Если в праздничный день Сеня спозарань поднялся, вопреки естеству своему — так это, значит, он идет в монастырь к обедне. И столь это бывало поучительное зрелище, что шли целой компанией глядеть. Станут себе в сторонке, чтобы своим нечестивым поведением Сеню не оконфузить. А Сеня стоит — воды не замутит, отбивает поклоны, где надо — главу преклоняет.
И вот, наконец, торжественный момент: выходит монашек из алтаря и на тарелке Сене просвирку подает с поклоном. Сеня благочестиво целует просвирку и прячет в карман… А монашек ему почтительно:
— Отец игумен вас к трапезе просили пожаловать.
Ну, тут уж удержу нет: бегут всей компанией наружу, на паперть, высмеиваются тут досыта. И голову ломают: как это Сеня, беспутник, безбожник — к игумену в милость попал? На чем это столковались они? Разве это вот, что всякую старину Сеня любил: церкви древние, лампады под праздник, книги в старых кожаных переплетах — минеи, триоди да цветники-изборники отеческие. Пение любил церковное, распевы всякие знал — и знаменный, и печерский и по крюкам пел. Вот это разве?
Придворная Сенина пивнушка была на Малой Бронной. Уже все это знали и, коли кому занадобится,— первым долгом туда. И ошибались редко.
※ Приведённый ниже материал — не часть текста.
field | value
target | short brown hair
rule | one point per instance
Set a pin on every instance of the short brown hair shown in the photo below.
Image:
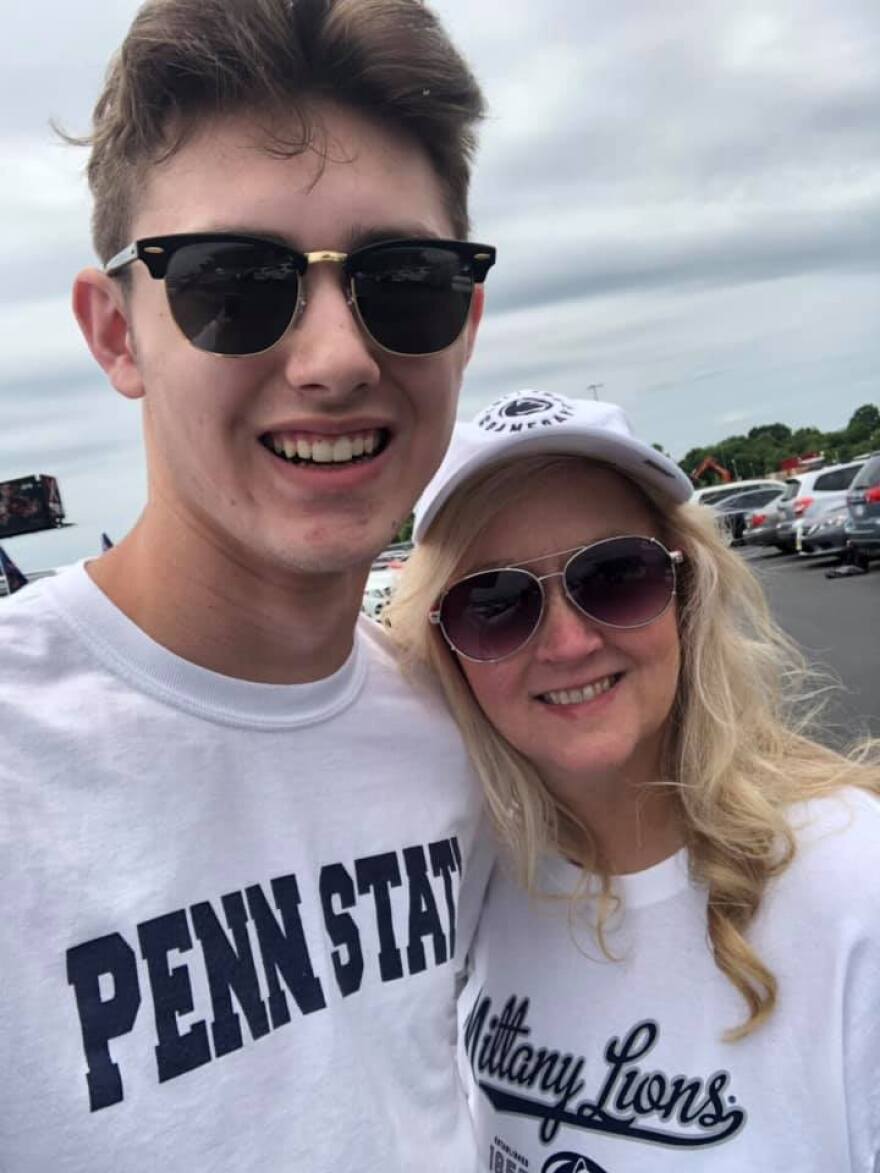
(185, 61)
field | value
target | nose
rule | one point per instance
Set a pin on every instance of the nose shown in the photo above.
(566, 634)
(327, 357)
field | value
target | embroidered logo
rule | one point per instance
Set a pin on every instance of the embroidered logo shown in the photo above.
(570, 1163)
(525, 413)
(633, 1102)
Пивнушка — так себе, захудалая, третьеразрядная. Но битком набита всегда — на таком уж бойком месте поставлена. И что за народ: извозчики, странники, девицы гулящие, господа в опорках с Хитровки. Галдеж, дымок серый от курева и от сапог, в тепле сохнущих. Граммофон визжит.
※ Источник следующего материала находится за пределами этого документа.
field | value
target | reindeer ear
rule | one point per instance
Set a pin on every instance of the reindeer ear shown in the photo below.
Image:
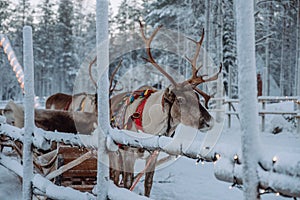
(169, 96)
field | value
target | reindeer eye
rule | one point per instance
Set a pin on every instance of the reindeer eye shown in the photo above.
(181, 100)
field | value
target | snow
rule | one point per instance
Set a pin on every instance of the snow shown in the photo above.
(29, 113)
(247, 95)
(183, 179)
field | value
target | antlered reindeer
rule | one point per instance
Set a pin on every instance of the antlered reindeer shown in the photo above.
(157, 112)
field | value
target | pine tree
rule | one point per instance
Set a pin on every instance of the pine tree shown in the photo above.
(229, 49)
(66, 58)
(44, 49)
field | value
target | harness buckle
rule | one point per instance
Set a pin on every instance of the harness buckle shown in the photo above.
(136, 115)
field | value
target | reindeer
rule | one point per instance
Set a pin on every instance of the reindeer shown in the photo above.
(157, 112)
(53, 120)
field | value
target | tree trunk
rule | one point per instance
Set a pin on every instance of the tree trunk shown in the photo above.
(247, 94)
(29, 114)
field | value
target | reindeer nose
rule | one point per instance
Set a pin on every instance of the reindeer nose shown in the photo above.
(207, 125)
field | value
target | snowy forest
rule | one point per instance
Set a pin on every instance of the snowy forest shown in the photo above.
(64, 36)
(202, 140)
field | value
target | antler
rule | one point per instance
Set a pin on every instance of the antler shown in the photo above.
(150, 57)
(195, 80)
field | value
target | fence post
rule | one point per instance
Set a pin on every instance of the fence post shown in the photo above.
(298, 115)
(29, 113)
(263, 116)
(229, 114)
(103, 98)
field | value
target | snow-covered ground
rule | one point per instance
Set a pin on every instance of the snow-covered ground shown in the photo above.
(183, 179)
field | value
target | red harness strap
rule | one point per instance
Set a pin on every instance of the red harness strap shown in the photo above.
(66, 108)
(137, 117)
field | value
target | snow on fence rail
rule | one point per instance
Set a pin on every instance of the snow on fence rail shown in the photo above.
(277, 173)
(231, 110)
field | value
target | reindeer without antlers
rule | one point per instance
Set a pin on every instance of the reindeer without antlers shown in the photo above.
(157, 112)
Любят здесь Сеню. Со всеми он разговор знает: с извозчиком о самоновейшей мази от подседа из травы горечавки; со странником — о том, как в келье живет-спасается медведь Серафима Саровского; с босяком — просто сотку не побрезгует — разопьет.
А пуще всех любит Сеню — хозяин сам. Не то из раскольников, не то из сектантов старик. Сядут где-нибудь за столиком в дальнем углу, головы руками подопрут, лица у обоих строгие станут — и о божественном сомневаются:
— Как же, мол, брак-то? Таинство, а беги от него, как от скверны — церковники-то учат? От других небось таинств не бегают…
А то развернут календарь Гатцука, пальцем начнут водить: христиан православных на всем белом свете — столько-то миллионов, неправославных — столько-то, язычников — столько-то.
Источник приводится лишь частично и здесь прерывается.